Just the little light over the stove was on when he turned the corner into the kitchen. There was his father—his large body curled up on the Formica floor, collapsed against the cupboard, crying.
He hadn’t heard Adrian come in at first, and he looked up suddenly.
Adrian tried to make himself invisible again and hurry away.
“Where you going?” his father demanded, hoarse. “You don’t just leave people like that.”
Adrian opened his mouth to try and say something—he didn’t know what—but his father shouted, “Get out!”
• • •
A week or so later, that’s just what they did. Evan, Adrian, and their mom drove north from North Carolina to New York State in their forest-green Pontiac in the middle of a workday and into the night, with boxes and bags overwhelming the back seat and his mom’s easel jutting over Evan’s head.
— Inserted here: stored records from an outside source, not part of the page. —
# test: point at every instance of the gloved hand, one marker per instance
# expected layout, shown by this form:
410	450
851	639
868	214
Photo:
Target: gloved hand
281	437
Adrian was instructed to sit in front with his mother and was put in charge of the map. He’d never know why he was granted this honor, but it was the most important job of his life. In spite of all the rushing and shoving and open box flaps and garbage bags and slamming doors that had characterized their morning, examining the map made leaving seem crisp and orderly, like a beginning.
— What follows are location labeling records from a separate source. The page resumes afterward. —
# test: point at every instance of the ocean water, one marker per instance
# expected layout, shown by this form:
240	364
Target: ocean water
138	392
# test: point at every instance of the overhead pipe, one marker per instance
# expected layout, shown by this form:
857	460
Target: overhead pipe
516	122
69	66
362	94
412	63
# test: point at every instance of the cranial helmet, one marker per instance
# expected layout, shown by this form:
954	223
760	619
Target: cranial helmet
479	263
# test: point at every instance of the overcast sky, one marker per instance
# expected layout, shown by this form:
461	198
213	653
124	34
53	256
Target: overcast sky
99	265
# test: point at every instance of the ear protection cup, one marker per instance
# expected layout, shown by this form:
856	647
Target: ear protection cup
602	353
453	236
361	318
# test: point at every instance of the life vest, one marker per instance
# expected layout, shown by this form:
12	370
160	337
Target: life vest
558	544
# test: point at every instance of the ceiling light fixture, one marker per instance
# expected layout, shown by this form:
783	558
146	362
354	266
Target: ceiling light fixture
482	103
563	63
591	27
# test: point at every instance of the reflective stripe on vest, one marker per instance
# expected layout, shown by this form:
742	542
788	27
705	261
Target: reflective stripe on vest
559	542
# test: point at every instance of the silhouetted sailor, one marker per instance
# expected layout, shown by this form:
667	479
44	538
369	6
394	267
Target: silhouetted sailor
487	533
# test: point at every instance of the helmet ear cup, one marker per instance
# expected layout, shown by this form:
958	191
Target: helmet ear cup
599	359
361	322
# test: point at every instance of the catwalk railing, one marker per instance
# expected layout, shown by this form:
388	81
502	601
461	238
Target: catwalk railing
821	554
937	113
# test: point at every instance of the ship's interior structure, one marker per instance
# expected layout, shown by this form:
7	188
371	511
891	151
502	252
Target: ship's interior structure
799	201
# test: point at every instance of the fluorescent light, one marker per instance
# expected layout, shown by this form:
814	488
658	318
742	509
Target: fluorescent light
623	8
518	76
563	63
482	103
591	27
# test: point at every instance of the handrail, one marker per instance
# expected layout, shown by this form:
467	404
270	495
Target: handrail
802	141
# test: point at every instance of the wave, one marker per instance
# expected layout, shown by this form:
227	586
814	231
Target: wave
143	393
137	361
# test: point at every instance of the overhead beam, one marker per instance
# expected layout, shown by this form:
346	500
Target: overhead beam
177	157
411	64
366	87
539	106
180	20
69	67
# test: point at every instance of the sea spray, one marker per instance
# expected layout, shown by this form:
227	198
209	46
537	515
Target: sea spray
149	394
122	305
That long drive was thrilling, in fact, with their lives suddenly crowded ahead of them and the map telling Adrian p
recisely what came next—what river, what crossroads, what mountain, what town. They drove past the battlefields of Virginia and along the busy highways around Washington, DC (Evan kept repeating “the nation’s capital” as if he were making a joke). They drove over long bridges crossing the Chesapeake Bay and the wide Delaware River, and they got so close to New York City they could picture the skyscrapers rising into the clouds.
• • •
When they arrived in Kingston, the map went back into the glove box. They had nowhere to go. There had been someone their mom was going to call, some long-lost uncle, but whoever it was, he never answered. They stayed in a Howard Johnson’s for three nights, swimming in the pool in their shorts and crunching on ice from the machine, but that all cost too much money, and with no alternative she could see, their mom moved them into a building where they slept in a dorm full of people in bunk beds with two bathrooms at the end of the hallway—one for men and one for women. They ate breakfast and dinner with strangers at long tables in another building two blocks away, and all the food, including what turned out to be “mustard greens,” mashed potatoes, and sloppy joe meat, came out of stained silver tubs. Most of their clothes and toys and books and belongings were forever stranded in the house they’d left behind. For a while, Adrian couldn’t quite remember who he was.
He stood with Evan on a street corner watching for a school bus that would take them to other school buses where they would go their own ways. Their mom looked, every day, for a job, trying everything, coming back haggard, asking the boys what they’d learned in school. Adrian learned that their new town, Kingston, was the first capital of New York, where the NY state constitution had been written. Then the British burned it to the ground. That’s what they got for waving their independence around like a flag.
At the end of his first week of school, Adrian’s mom took him with her to sell her wedding ring, which a fat, bearded jeweler put onto a scale and weighed like a grape.